Some years ago, I began a book review (it appeared in PBSA, 75:4 [1981], 493-498) as follows:
"Reviewing dulls the palate," writes Gavin Ewart in a mordant little poem called "Diary of a Critic" (The Collected Ewart 1933-1980, London, Hutchinson [1980], p. 162). I have met only one American who has ever heard of, let alone read anything by, Ewart; he is a poet who needs a good review somewhere. He will not get one in the pages of the new clothbound annual Review . . .
(Review is what I was reviewing in this piece).

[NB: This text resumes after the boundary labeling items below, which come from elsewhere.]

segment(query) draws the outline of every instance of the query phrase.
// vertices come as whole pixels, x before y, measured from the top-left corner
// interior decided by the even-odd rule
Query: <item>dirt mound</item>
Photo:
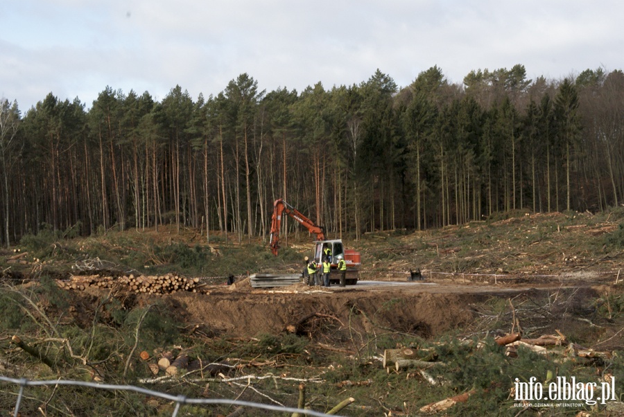
[[[467,299],[478,296],[460,299],[453,294],[369,292],[295,284],[251,291],[215,287],[207,294],[181,292],[168,296],[180,302],[191,323],[218,332],[256,336],[295,329],[311,336],[311,332],[331,332],[340,339],[343,332],[346,337],[350,330],[374,328],[423,337],[437,335],[469,322],[472,313],[464,306]]]

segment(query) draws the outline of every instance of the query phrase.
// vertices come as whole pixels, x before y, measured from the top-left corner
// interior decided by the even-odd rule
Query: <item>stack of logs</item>
[[[99,275],[73,276],[69,281],[57,281],[64,290],[85,290],[89,287],[125,290],[145,294],[173,294],[179,291],[197,292],[204,284],[199,278],[187,278],[172,274],[144,276],[124,275],[119,278]]]

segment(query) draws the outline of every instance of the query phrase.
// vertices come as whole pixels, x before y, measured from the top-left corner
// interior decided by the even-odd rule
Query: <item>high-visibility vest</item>
[[[316,265],[314,265],[313,262],[311,262],[308,263],[308,274],[312,275],[313,274],[316,273]]]
[[[340,259],[340,261],[338,261],[338,269],[340,271],[347,270],[347,263],[345,262],[344,259]]]

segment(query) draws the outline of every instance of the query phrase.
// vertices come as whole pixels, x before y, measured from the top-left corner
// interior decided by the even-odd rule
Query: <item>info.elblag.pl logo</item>
[[[516,378],[514,382],[515,391],[514,400],[516,401],[551,401],[568,402],[570,406],[581,406],[580,402],[588,405],[593,405],[598,402],[605,404],[607,401],[617,400],[615,392],[615,378],[600,382],[577,382],[575,377],[566,378],[558,376],[556,380],[544,386],[535,377],[529,378],[528,382],[521,382]],[[572,404],[575,402],[576,404]],[[557,407],[553,402],[551,407]]]

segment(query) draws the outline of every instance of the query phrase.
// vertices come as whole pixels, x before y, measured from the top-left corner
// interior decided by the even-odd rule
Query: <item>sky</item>
[[[399,87],[434,65],[521,64],[562,80],[624,69],[619,0],[0,0],[0,98],[23,112],[49,93],[88,109],[107,87],[193,100],[246,73],[267,92],[359,85],[379,69]]]

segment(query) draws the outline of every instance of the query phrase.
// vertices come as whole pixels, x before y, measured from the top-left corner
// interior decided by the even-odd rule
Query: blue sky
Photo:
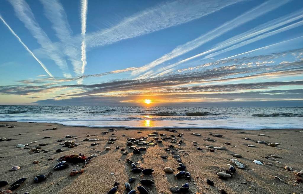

In the years since that "meta-review" was published, I've met several people to whom Gavin Ewart is not "terra incognita"; but it still surprises me how few people know his work. In the evangelistic spirit, then, I've decided to put up one of his poems here--one that I used (albeit briefly) in my own dissertation--reprinted from the Times Literary Supplement of January 26, 1973, where it appeared on page 90.

Sonnet: Dolce stil novo

Esercitazione Letteraria

That woman who to me seems most a woman
I do not compare to angels--or digress on schismatic Popes--
or exalt above the terrestrial or consider a madonna.
Nor do I search in others for her lineaments,
or wish for Death to free me from desire,
or consider Love an archer; or see her as a Daphne,
fleeing the embraces of Apollo, transformed into a laurel.
I am not lost in the amorous wood of Virgil.

But although I do not rhyme or use the soft Italian,
my love is a strong love, and for a certain person.
Human beings are human; I can see a man might envy
her bath water as it envelops her completely.
That's what my love would like to do; and Petrarch
can take a running jump at himself--or (perhaps?) agree.